Hong Kong’s stockbrokers face a bleak second half as job cuts loom amid shrinking trading volume and dwindling fundraising plans

Enoch Yiu

Hong Kong’s stockbroking industry is making an early entry into a bleak winter, as daily transactions and fundraising shrank amid the combination of a year-long US-China trade war with unprecedented civil unrest.

The industry, comprising 27,327 licensed traders in 594 firms, is likely to shrink by at least 10 per cent, beginning with back-office support staff, research and administrative clerks, according to the head of the industry guild.

“Facing shrinking income, brokerage firms have no choice but to cut some people, and I know some firms have laid off almost 10 per cent of their staff already,” said Tom Chan Pak-lam, chairman of the Institute of Securities Dealers. “This is just the beginning. If the protests continue in the rest of this year, more lay-off will come.”

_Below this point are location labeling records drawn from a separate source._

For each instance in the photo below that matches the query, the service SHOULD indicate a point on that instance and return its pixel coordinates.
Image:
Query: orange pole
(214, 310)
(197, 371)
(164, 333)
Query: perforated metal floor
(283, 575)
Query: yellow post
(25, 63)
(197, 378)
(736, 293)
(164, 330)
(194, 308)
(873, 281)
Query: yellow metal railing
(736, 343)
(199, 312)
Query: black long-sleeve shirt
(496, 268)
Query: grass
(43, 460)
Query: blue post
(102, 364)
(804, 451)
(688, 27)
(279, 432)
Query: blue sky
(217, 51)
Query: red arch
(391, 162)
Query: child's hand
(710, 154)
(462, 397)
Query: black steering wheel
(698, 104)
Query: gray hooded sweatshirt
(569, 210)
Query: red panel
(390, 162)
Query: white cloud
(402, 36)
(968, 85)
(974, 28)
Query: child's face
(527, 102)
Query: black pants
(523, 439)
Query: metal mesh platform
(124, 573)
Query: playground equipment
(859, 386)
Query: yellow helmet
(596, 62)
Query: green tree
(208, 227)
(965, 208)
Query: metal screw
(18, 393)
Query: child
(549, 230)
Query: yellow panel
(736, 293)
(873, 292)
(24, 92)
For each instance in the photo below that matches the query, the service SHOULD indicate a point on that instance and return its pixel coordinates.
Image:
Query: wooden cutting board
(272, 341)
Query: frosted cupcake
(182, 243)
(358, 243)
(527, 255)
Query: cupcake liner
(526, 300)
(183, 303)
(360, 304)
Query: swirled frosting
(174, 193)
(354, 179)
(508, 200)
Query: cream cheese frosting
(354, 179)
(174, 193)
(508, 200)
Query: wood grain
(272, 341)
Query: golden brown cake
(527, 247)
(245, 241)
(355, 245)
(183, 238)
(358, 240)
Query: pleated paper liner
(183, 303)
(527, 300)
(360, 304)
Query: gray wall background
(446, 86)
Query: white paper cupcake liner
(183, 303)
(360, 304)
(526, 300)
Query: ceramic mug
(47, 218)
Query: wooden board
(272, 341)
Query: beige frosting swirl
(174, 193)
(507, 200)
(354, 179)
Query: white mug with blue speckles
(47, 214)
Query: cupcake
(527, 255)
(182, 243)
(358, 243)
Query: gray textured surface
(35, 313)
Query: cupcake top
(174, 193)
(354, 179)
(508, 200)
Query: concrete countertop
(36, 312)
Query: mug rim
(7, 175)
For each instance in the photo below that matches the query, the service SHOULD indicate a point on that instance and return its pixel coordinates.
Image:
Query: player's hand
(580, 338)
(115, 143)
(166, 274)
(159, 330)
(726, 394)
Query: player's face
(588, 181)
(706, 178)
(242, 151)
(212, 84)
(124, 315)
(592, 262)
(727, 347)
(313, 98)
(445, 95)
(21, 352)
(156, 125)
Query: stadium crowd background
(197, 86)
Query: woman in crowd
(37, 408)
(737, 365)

Hong Kong’s economy had been reeling from almost daily protest rallies, since a mob ransacked the city’s legislature on July 1. What began as a peaceful civic protest against a controversial extradition bill on June 9 had descended into mayhem, with police firing tear gas almost every day to drive off mobs that are laying siege to police stations, public space and commercial streets.

The financial markets had not been spared the turmoil. Funds raised by initial public offerings (IPOs) in the first seven months dropped 30 per cent to HK$83.95 billion this year, with three companies shelving US$11 billion in combined fundraising since June.

The average daily turnover of Asia’s second-largest stock market shrank 23 per cent in July to HK$68.7 billion (US$8.76 billion), compared with last year. A month earlier, when an estimated 1 million took to the streets on June 9, daily transactions fell by 24 per cent to HK$82.4 billion.

At a commission rate of about 0.1 per cent, the total fee income for the entire industry fell by about HK$40 million in June and July, compared with the same period last year, according to brokers’ estimates.

“Many investment banks are finding it hard to sponsor fundraising and IPOs, and some have walked away or reduced their teams”, said Joseph Tong Tang, chairman of Morton Securities. “This has led to more lay-off.

Hong Kong’s top 20 brokers control two-thirds of the market’s trading volume, while the top 100 brokers make up more than 90 per cent of daily transactions. That leaves more than 500 brokers fighting for the remaining 10 per cent of the market, valued at about HK$4 billion everyday on average in a typical year.

To make matters even worse, brokers are increasingly having to compete with the prospect of automated brokers and chatbots, compelling them to slash their fees to between 0.25 per cent and 0.1 per cent.

Faced with a bleak second half, the Securities and Futures Commission (SFC) should cut the licence fees for stockbrokers, which cost every trader more than HK$1,000 a year, said Gordon Tsui Luen-on, managing director at Hantec Pacific.

“For brokerage firms with 100 traders or so, the fee could reach over HK$100,000,” Tsui said. “A wavier can help brokers to get through the difficult time.”